A technical error recently allowed children on a Facebook Inc. messaging app to interact with users who weren’t approved by their parents, the latest misstep that further dents the company’s track record on privacy and security.
Messenger Kids launched in late 2017 as a stand-alone app that allows children between the ages of 6 and 12 to send messages and videos to contacts their parents signed off on. Facebook didn’t put out a news release or blog post on the error, but a spokesman confirmed that it notified thousands of parents of children who had been included in the compromised chats and said those conversations had been turned off.
The incident was first reported by The Verge, a technology news website.
Facebook has been under pressure from privacy advocates who argue Messenger Kids is a danger to its young users and should be shut down.

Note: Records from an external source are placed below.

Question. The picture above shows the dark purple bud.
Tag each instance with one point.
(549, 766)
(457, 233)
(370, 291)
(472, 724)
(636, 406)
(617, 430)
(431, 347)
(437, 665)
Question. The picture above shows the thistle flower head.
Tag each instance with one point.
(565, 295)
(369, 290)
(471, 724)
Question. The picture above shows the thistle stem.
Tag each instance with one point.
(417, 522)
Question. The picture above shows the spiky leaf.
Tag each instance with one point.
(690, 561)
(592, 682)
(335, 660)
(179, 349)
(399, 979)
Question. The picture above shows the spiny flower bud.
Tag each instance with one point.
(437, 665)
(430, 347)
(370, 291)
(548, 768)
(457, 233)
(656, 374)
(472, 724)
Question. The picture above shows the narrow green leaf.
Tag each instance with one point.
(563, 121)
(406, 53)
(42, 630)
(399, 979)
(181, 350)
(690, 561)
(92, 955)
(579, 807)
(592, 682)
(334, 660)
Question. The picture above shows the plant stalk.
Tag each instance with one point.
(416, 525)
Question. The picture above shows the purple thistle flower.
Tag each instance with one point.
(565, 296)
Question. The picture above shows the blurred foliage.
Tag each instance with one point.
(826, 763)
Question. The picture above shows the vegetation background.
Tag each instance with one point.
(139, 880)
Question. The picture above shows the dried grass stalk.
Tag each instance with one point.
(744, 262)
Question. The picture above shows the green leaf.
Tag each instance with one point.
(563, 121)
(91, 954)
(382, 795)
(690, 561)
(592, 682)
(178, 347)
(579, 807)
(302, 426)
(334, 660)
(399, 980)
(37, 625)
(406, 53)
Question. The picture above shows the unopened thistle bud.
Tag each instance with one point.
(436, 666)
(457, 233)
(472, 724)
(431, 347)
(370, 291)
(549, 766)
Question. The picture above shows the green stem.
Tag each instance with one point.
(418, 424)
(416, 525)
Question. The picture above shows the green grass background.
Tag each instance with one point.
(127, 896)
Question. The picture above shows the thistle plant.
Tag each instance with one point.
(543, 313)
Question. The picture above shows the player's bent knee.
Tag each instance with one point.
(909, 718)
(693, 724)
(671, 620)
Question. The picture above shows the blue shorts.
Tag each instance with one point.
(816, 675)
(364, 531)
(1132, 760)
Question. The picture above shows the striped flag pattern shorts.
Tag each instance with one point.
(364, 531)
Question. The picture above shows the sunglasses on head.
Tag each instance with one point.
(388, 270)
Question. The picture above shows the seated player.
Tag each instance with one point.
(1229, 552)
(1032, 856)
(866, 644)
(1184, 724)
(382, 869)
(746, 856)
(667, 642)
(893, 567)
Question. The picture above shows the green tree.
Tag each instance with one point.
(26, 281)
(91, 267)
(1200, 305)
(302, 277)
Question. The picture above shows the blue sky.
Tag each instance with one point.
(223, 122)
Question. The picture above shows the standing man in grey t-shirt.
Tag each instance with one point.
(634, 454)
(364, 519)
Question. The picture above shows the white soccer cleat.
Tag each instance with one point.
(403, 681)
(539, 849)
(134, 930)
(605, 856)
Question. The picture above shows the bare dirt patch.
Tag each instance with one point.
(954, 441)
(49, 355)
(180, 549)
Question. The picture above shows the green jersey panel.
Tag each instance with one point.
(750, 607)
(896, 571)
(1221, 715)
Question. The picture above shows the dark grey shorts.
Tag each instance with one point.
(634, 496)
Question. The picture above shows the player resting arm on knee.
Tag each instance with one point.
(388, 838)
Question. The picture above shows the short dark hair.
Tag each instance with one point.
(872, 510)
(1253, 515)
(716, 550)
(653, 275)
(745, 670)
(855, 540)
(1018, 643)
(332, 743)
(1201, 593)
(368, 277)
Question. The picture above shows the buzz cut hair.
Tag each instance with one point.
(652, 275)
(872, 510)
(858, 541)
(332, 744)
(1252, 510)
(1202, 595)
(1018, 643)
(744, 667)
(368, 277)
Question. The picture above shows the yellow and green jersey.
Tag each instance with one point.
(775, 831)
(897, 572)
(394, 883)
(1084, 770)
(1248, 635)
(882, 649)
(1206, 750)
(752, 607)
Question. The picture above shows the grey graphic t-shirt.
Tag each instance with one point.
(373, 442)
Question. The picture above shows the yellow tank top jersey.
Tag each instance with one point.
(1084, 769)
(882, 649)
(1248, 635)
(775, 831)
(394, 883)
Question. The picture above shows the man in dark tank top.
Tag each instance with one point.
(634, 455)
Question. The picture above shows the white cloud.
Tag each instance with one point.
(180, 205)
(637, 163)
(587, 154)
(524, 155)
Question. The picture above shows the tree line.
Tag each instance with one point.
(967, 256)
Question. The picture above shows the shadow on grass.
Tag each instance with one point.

Last year several privacy-advocacy groups asked the Federal Trade Commission to investigate the tech giant for potentially violating federal laws governing children’s privacy online. In January, Campaign for a Commercial-Free Childhood said it joined 14 other groups in sending a letter to Facebook Chief Executive Mark Zuckerberg for a second time urging the discontinuation of Messenger Kids.
The latest issue also comes as the FTC is expected as soon as this week to announce a settlement with Facebook that includes a roughly $5 billion fine over its user-privacy practices. The agency is also expected to impose a mandate to create an internal privacy team for vetting major new products.
Facebook said when it unveiled Messenger Kids that the app was developed in response to growing safety concerns from parents whose children wanted to interact online. It drew criticism from some child-development experts, though, who argued that the app could endanger children by exposing them to inappropriate messages and getting them hooked on social media.
Other social platforms have also created products for children in recent years, such as Alphabet Inc. and YouTube.
The FTC is also expected to soon announce a settlement with YouTube over alleged violations of children’s privacy protections after privacy advocates called on the agency to remove all content on the video platform directed at kids and impose tens of billions of dollars in fines.
Earlier this year, the FTC announced a $5.7 million settlement with TikTok over allegations that the social-media app illegally collected personal information from children. The agency, which said the TikTok fine was the largest civil penalty assessed in a children’s privacy case, claimed that TikTok violated a law that requires websites and online services aimed at children to obtain parental consent before collecting personal information from anyone under the age of 13. TikTok in a blog post said it was committed to protecting its users’ data and that it created tools for parents to protect their teens and enabled additional privacy settings.